Written in June 2026 with some help from the Haiku 4.5 model.
Overview
I experimented with Google Flow in late May 2026 to generate AI videos. Earlier, I used Kling AI for video creation in Amazon Work History Season One.
The results were better than I expected for short clips, but consistency and precise control still break down when you try to assemble a longer sequence.
Tools & Features
Flow Agent
Google’s May 19 announcement introduced Flow Agent alongside Gemini Omni Flash. The agent was hyped during release but did not work for me. I consistently got an “unknown error, please try again” message when trying to use the agent feature in Google Flow. Disappointing.
Avatar Feature
- I used Google Flow’s avatar scanning feature to add myself to the platform. During the avatar upload, it had me read a couple of numbers to record the timbre of my voice.

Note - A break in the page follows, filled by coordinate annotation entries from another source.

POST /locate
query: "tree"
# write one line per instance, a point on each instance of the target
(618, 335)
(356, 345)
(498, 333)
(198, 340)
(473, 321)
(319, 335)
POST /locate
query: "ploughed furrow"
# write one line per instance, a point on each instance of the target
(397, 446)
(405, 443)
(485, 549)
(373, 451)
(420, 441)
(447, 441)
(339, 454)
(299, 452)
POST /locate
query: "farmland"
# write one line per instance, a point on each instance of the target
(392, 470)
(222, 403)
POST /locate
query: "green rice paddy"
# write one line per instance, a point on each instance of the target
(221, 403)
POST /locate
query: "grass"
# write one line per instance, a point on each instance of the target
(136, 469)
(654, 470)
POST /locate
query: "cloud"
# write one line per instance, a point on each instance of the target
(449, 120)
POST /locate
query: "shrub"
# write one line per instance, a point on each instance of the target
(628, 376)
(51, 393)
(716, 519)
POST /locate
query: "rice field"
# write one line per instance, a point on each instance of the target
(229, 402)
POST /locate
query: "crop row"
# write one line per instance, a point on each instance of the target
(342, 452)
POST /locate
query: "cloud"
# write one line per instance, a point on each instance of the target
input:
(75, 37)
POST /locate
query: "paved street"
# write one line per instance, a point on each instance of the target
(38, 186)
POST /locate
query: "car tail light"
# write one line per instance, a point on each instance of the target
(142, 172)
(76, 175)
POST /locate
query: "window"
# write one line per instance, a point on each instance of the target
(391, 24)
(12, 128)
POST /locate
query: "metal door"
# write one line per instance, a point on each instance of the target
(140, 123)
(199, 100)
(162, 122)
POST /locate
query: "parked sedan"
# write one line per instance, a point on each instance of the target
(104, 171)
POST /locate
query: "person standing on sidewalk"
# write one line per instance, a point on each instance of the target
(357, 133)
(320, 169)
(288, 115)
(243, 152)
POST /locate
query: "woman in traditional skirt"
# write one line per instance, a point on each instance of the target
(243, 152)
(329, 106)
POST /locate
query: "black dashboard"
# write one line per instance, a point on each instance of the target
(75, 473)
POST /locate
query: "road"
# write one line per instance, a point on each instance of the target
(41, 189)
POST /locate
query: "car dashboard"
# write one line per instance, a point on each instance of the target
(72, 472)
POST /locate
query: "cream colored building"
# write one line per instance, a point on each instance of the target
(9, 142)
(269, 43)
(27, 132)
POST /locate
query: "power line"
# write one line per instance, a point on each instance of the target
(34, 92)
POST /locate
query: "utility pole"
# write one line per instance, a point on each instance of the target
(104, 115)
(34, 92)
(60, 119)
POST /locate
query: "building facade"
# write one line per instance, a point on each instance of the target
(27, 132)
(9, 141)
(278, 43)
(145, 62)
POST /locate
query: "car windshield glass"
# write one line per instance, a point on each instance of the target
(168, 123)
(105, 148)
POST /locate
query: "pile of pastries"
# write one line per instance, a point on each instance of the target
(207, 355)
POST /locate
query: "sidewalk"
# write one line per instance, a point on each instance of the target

- I was pleasantly surprised by the quality of the vocal reproduction. It mimicked the timbre of my voice and subtle intonations surprisingly well.
- Minor note: I should have shaved my stubble mustache beforehand because the videos prominently feature it.
Workflow Notes
Best Workflow
- Start with image assets first: either screenshots from existing media that I edit or images generated from scratch with Nano Banana 2.
- Refine images until satisfied.
- Use the polished images as ingredients for video generation with Gemini Omni Flash.
Generosity of Credits
- The cheapest paid Google AI plan still gives 1,000 credits/month.
- Short clips of four seconds cost seven credits; eight second clips cost twelve credits. This was more than enough to create all the content I needed.
- The video quality was good enough that I did not need to generate two variants at once to improve my chances of getting a usable result.
Major Limitations
1. Consistency Issues
Within a single clip, things are fairly coherent and consistent. Visual problems arise between generations. Things like:
- Camera movement
- Cuts and editing styles
- Movement of individuals
These are noticeably different between clips. The visual language can be kept more consistent by using image assets as ingredients.
This problem also affects audio. Volume and vocal timbre can be inconsistent between clips for non-avatar characters. This is a bigger problem. I think a professional would need to handle the audio of a multi-generation segment manually.
2. Out-of-Distribution Requests Fail
Example: I tried to imagine a basketball player dribbling a ball with their feet so hard and fast that they would slowly rise, like wire work in Hong Kong martial arts films or Shaolin Soccer.
Despite half a dozen prompt variations, the model could not generate anything close to what I wanted. I cannot know whether the request fell outside the training distribution or whether a better workflow would have worked. But the failed attempts suggest that creative work at the margins - novel, off-kilter ideas - still requires humans.
3. Prompting Documentation Gaps
There are several key unknowns about what’s possible with prompting - like:
- Can I use timestamps to direct what happens when?
- Can I define specific characters and dialogue, like a movie script with stage directions?
- Can I specify exact movements like eye gaze?
- What camera movements and lenses are available?
Need: comprehensive prompting guides listing available keywords, capabilities, and control limits.
Observations & Learnings
Time Investment
The process took much longer than expected, involving:
- Ideation
- Image generation and refinement
- Video generation
- Iteration based on output
I slightly regret the time spent, but it was a valuable learning experience about current model capabilities.
Not Yet a Professional Threat
I am not a professional filmmaker, and even if I were, I would not worry much about this technology yet, with the caveat that I might be using the tool ineffectively. If this were my full-time job, I could probably find workarounds to the limitations that I encountered.
Other Frontier Models
I did not re-evaluate updated versions from Kling AI or SeedDance, the other frontier models in video generation.